Out of the Blue marked her first film appearance.  She also appeared and sang in the Humphrey Bogart classic, 1950's In a Lonely Place.  Gloria Grahame co-starred.  
                                                     
Hadda Brooks contributed to the 1952 classic that brought Grahame the Oscar for Best Supporting Actress, The Bad and the Beautiful.
Remember when Gilbert Roland as "Gaucho" is nightclub dancing with the tall, blonde babe who zeroes in on a T-bone steak?  You hear a vocal of "Temptation" in that sequence.  That's Hadda Brooks you see as the vocalist.  See Hadda in the lower left corner of the pic below from Minnelli's movie.
The TV history came in 1957 when Hadda Brooks hit screens as the second African-American woman to host her own television program in that decade.  The Hadda Brooks Show had talk and musical entertainment, airing on KCOP/Channel 13 in Los Angeles.  The 26 episodes aired in Southern California and were repeated on KGO in San Francisco. A nice piece of TV history.
From what I read, she was coaxed out of retirement and had more success in the 1980s.  She played nightclub engagements in Hollywood and New York City.  She even did other film appearances, such as making music in 1995's The Crossing Guard starring Jack Nicholson and Angelica Huston.  The film was directed by Sean Penn.

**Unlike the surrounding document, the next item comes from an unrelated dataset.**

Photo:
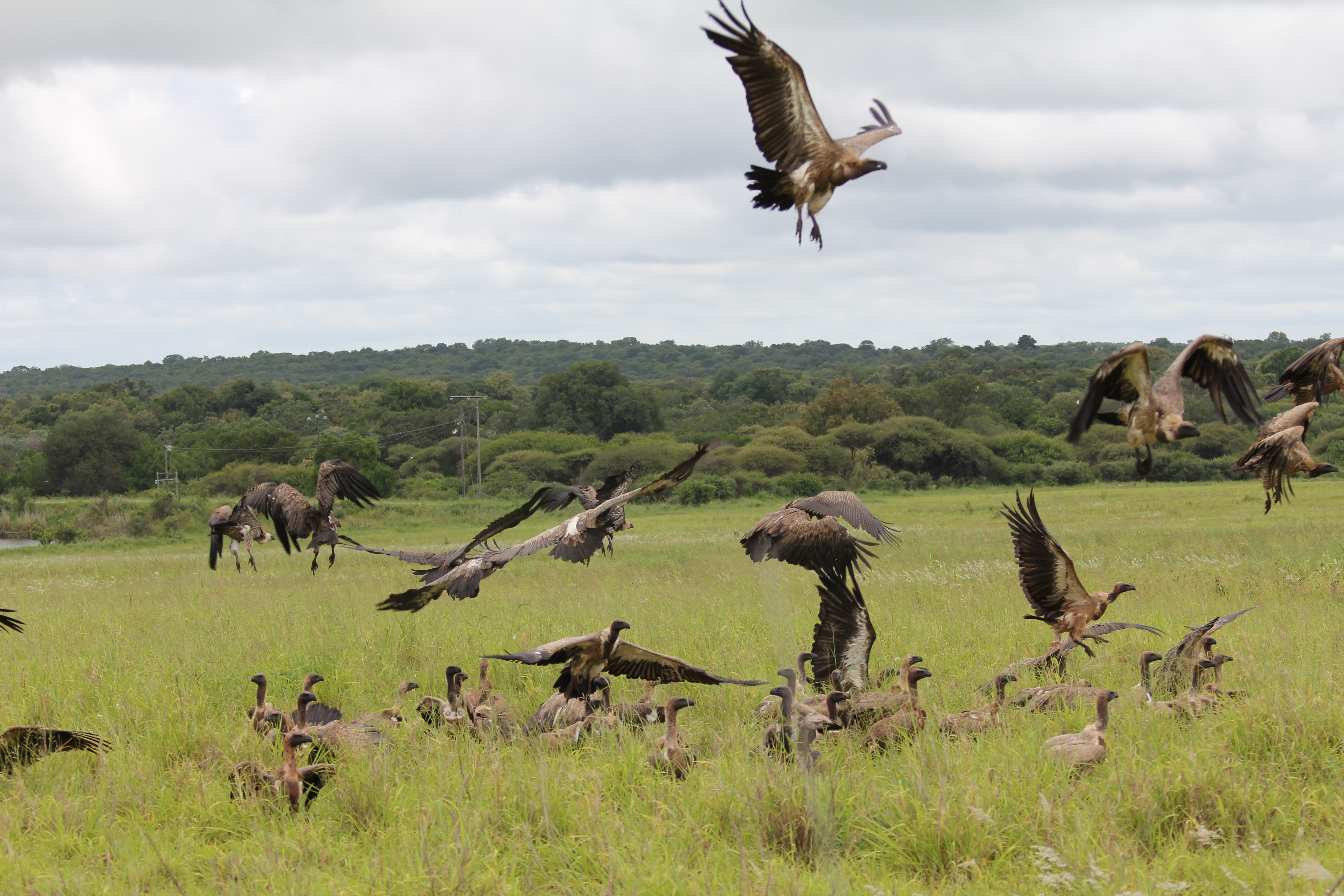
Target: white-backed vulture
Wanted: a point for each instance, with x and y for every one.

The singer/musician passed away in 2002 at age 86.
Reportedly, the first black woman to host a TV show in the 1950s was celebrated pianist and singer Hazel Scott. Scott did guest appearances in two MGM musicals.  I love that Hadda Brooks made history as the second black woman in America to host her own TV show -- and she hosted it in her hometown.





3 comments:

  1. Thank you for the research, and posting this story! Very interesting!

    ReplyDelete
  2. THANK YOU for noticing and reading it.

    ReplyDelete
  3. A class act indeed, and a wonderful musician.

    The movie is a hoot. I have grown quite fond of it in the last few years. I'm glad to see it getting a TCM screening.